Diferentes actores aportan sus competencias, intereses  y necesidades especiales para la generación de conocimiento. El antiguo adagio “el conocimiento es poder” sigue estando vigente: cuando se comparte y coparticipa es verdaderamente empoderador, pero cuando no se comparte y queda en poder de grupos selectos, esto solo sirve para afianzar los desequilibrios de poder.

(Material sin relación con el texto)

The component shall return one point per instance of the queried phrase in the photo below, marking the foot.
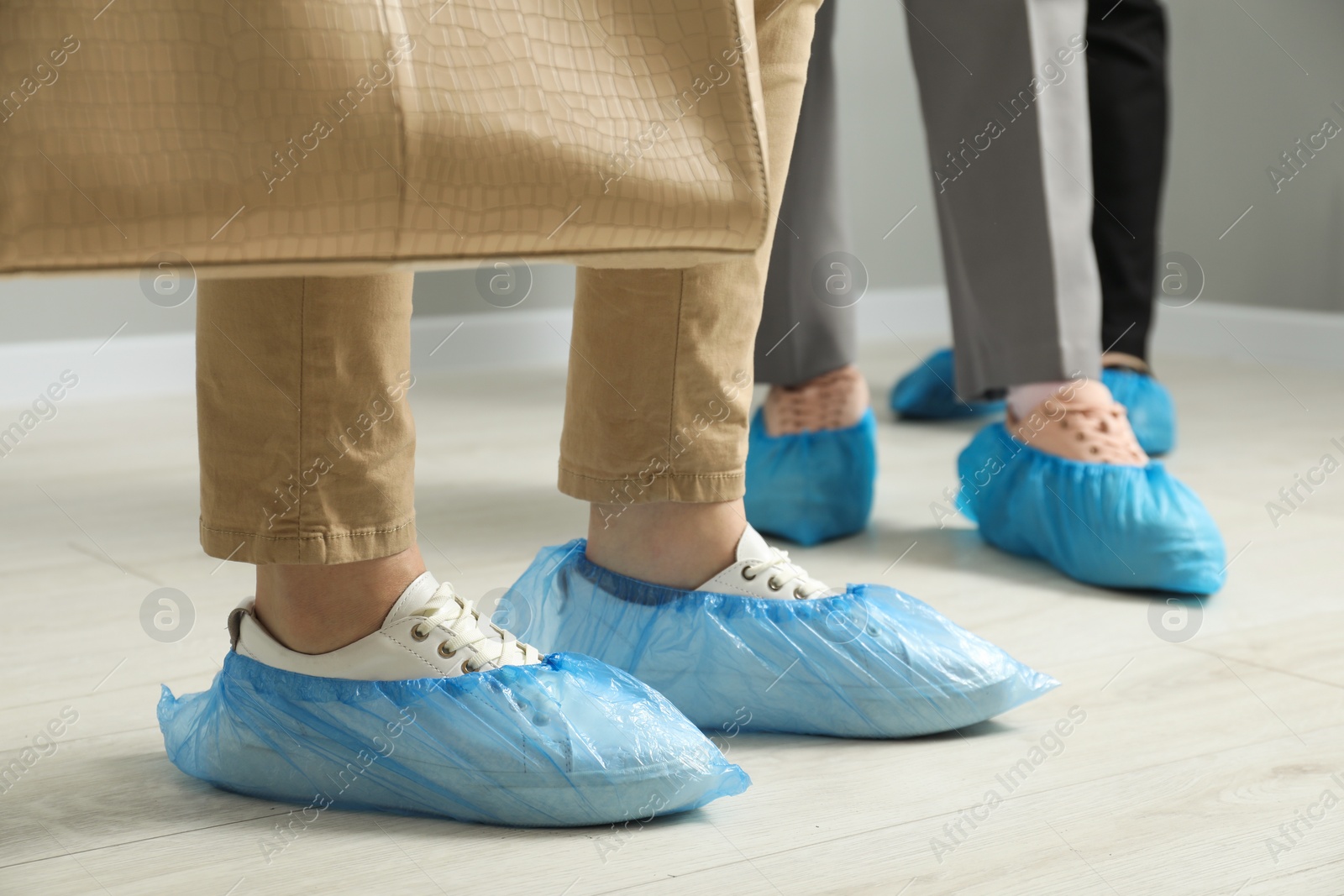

Por último, los grupos de interés y las instituciones académicas realizan contribuciones muy significativas para potenciar los avances en pos de los ODS. Sin embargo, en lugar de ser considerados fuentes selectas de conocimiento cada vez más alejadas de su contexto local, estos pueden usar su credibilidad e independencia para moderar, acercar, convocar y dar sentido a los conocimientos de múltiples actores sociales con el fin de identificar formas de realizar verdaderos avances.

Lograr que estos cambios se produzcan en la práctica no será tarea fácil, pero al combinar los esfuerzos, aunar experiencia y conocimientos, y ayudar a fortalecer las capacidades en aquellas áreas donde son limitadas, los líderes  de  opinión y las instituciones académicas están en una posición sólida para ayudar a establecer comunidades transformadoras, y trabajar juntos para mejorar la salud y el bienestar.